Still, even if it turns out that Nolan has cheated like a two-bit grifter in fashioning his story, "Memento" remains an extraordinary achievement. Not only has he devised a film that challenges its audience, demanding the sort of attention and thought that Hollywood would never ask of viewers, but he has used his cleverness to stir up questions and feelings about the most basic issues of how we experience reality.

citoyen

  • Occasionally rides a bike
Re: Movie Review - Memento
« Reply #10 on: 04 November, 2009, 10:22:36 am »
Thanks, Lee. That's great. I've realised after reading it that, funnily enough, my memory of the film is not as good as I thought it was - it's a while since I last saw it, and now I really want to see it again.

d.
"The future's all yours, you lousy bicycles."

Re: Movie Review - Memento
« Reply #11 on: 04 November, 2009, 08:14:26 pm »
Here's a good an explanation as I found.  There's no definitive ending, Nolan left it hanging (to good effect).....

Crikey!
I'll have to dig this out prior to watching it again. Ta.
Garry Broad

mattc

  • n.b. have grown beard since photo taken
    • Didcot Audaxes
Re: Movie Review - Memento
« Reply #12 on: 21 April, 2014, 10:20:11 am »
Finally watched this last night. Very glad that I did  (not so glad that I was a bit too tired to absorb as much as I might have).

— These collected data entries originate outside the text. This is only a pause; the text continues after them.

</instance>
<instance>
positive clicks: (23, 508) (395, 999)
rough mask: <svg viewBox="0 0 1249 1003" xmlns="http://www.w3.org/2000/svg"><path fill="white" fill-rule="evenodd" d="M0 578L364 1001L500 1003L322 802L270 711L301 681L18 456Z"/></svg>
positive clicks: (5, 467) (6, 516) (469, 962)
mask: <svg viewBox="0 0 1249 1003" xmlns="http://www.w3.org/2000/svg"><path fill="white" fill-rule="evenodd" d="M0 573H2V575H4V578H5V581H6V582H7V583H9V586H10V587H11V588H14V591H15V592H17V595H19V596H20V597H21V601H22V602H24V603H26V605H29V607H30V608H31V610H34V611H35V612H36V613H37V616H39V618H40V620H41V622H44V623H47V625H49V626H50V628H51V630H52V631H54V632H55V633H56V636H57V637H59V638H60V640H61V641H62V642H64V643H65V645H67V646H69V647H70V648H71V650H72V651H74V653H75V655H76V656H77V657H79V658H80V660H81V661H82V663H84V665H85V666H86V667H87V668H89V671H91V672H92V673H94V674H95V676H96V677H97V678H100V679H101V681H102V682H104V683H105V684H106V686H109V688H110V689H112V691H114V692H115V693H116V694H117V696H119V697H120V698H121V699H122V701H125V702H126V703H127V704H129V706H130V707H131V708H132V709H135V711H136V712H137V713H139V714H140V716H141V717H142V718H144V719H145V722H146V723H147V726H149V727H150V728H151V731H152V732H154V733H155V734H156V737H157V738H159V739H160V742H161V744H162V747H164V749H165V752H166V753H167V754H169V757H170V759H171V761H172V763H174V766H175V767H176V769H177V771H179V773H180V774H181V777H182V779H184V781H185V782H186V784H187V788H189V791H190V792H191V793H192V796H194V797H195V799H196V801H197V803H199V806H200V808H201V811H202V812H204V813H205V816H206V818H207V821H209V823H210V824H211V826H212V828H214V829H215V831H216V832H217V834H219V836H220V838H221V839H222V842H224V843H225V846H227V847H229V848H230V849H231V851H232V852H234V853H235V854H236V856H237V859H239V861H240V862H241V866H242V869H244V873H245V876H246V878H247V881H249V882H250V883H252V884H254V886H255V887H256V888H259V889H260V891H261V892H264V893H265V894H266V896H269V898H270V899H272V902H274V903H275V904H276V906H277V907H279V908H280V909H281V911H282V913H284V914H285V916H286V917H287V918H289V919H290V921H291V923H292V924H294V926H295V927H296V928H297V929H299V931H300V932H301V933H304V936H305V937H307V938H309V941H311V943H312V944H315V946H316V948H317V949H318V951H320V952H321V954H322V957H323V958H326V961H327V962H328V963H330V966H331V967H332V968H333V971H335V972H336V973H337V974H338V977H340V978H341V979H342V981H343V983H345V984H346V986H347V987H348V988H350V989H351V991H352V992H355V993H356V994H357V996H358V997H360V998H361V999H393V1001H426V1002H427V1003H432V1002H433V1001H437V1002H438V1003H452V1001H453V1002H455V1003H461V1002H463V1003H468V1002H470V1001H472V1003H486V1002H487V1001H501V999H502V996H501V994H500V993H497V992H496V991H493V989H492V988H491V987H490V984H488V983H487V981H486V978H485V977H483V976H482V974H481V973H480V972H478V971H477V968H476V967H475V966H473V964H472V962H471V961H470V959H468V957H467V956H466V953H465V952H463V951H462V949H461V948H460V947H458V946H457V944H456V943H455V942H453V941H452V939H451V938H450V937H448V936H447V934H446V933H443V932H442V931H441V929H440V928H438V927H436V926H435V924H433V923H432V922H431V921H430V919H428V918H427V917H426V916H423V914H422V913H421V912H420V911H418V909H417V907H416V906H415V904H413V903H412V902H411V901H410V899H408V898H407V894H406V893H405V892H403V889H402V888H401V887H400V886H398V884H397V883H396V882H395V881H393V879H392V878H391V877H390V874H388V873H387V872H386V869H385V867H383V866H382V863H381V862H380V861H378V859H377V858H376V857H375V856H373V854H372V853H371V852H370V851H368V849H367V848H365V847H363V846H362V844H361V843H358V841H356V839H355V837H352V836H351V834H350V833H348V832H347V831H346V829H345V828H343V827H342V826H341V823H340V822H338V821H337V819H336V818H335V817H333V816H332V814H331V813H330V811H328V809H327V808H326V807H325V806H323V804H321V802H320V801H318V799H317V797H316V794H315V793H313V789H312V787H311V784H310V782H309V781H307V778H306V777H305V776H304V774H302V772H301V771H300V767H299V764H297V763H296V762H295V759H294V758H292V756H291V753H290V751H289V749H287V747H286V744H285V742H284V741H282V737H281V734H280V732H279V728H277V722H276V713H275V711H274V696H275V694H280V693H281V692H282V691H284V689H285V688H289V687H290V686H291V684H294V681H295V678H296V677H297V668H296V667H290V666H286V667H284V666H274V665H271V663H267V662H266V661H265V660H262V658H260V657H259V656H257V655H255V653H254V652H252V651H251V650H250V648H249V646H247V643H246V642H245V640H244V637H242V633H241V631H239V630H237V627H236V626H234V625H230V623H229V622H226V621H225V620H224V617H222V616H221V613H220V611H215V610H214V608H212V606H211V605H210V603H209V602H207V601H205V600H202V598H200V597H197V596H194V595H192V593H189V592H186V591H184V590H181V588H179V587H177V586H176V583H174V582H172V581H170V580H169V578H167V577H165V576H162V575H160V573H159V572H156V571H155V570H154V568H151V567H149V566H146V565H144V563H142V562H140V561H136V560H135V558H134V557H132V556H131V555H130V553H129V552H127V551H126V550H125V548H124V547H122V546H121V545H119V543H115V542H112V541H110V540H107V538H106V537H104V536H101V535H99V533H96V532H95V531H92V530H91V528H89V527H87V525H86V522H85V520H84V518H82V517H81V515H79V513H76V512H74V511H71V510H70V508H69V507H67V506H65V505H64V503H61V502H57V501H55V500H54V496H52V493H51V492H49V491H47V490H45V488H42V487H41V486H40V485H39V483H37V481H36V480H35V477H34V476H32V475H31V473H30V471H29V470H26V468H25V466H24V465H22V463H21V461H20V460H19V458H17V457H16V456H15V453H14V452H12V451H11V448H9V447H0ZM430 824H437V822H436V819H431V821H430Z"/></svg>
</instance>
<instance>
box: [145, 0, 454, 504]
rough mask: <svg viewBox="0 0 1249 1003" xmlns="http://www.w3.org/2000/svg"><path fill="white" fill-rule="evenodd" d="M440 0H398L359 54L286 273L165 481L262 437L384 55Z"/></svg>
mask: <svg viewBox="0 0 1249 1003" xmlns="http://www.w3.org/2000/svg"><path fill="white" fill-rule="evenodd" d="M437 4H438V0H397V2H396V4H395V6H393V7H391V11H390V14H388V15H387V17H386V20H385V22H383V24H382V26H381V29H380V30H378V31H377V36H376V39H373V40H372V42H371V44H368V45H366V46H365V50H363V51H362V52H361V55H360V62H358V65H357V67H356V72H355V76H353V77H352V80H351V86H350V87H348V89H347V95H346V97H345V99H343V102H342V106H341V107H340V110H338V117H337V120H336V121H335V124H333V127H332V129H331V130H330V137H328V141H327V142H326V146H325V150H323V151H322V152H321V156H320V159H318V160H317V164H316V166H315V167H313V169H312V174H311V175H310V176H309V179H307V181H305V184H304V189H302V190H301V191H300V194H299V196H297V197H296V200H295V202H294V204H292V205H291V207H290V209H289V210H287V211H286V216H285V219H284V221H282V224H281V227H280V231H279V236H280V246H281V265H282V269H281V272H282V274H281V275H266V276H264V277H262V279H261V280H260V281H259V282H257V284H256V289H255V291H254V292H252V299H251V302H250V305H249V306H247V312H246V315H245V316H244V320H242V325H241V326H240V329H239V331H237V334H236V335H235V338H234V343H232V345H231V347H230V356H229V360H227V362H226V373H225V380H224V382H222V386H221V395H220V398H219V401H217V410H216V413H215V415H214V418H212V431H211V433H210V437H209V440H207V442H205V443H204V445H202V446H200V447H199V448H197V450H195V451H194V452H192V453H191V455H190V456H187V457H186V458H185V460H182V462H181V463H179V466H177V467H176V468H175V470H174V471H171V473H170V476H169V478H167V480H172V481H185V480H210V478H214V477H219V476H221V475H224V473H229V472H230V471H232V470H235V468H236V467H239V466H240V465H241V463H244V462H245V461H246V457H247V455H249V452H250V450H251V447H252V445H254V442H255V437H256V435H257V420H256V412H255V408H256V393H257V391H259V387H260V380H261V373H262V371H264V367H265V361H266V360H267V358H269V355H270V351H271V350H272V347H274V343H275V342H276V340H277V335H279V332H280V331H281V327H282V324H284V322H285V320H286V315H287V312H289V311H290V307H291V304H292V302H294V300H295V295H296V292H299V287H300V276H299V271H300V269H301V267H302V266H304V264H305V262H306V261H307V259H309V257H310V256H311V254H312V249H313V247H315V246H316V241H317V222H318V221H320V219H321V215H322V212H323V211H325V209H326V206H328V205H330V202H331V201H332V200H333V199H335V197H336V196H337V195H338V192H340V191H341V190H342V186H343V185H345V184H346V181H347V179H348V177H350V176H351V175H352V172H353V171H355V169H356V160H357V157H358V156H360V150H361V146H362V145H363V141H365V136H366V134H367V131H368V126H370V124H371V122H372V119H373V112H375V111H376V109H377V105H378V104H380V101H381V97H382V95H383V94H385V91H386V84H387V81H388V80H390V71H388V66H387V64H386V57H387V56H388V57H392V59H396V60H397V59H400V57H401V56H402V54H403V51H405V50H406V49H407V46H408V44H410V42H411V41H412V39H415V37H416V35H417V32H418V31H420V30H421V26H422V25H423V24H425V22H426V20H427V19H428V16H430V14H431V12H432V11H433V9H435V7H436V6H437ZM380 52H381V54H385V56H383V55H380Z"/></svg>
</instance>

It's an amazing film. It's also the first thing that Guy Pearce has really impressed in (he's done lots of mmmOK stuff, but never great).

I spent the 1st hour thinking
"hey, this is fairly straightforward - will this be like 12 Monkeys, only dufuses couldn't follow it?"
Then it started getting more twisted ... and less likely we'd find out the truth ... or indeed any concrete ending of any kind!

The review Lee quotes is very good. I agree with this bit:
"Still, even if it turns out that Nolan has cheated like a two-bit grifter in fashioning his story, "Memento" remains an extraordinary achievement. "
[from Andy Klein at salon.com ]

I was disappointed that Nolan cheated; and that it isn't (in practice) possible to follow what is going on at one sitting; and that after all the effort, there isn't a 'real' ending. But I enjoyed it hugely, and I've quite enjoyed poring over the post-match analysis.

Favourite scene is where
(click to show/hide)
Has never ridden RAAM
---------
No.11  Because of the great host of those who dislike the least appearance of "swank " when they travel the roads and lanes. - From Kuklos' 39 Articles

woollypigs

  • Mr Peli
    • woollypigs
Re: Movie Review - Memento
« Reply #13 on: 21 April, 2014, 10:41:51 am »
Gotta watch this again, maybe even get the DVD version that shows it "backwards" just for a laugh.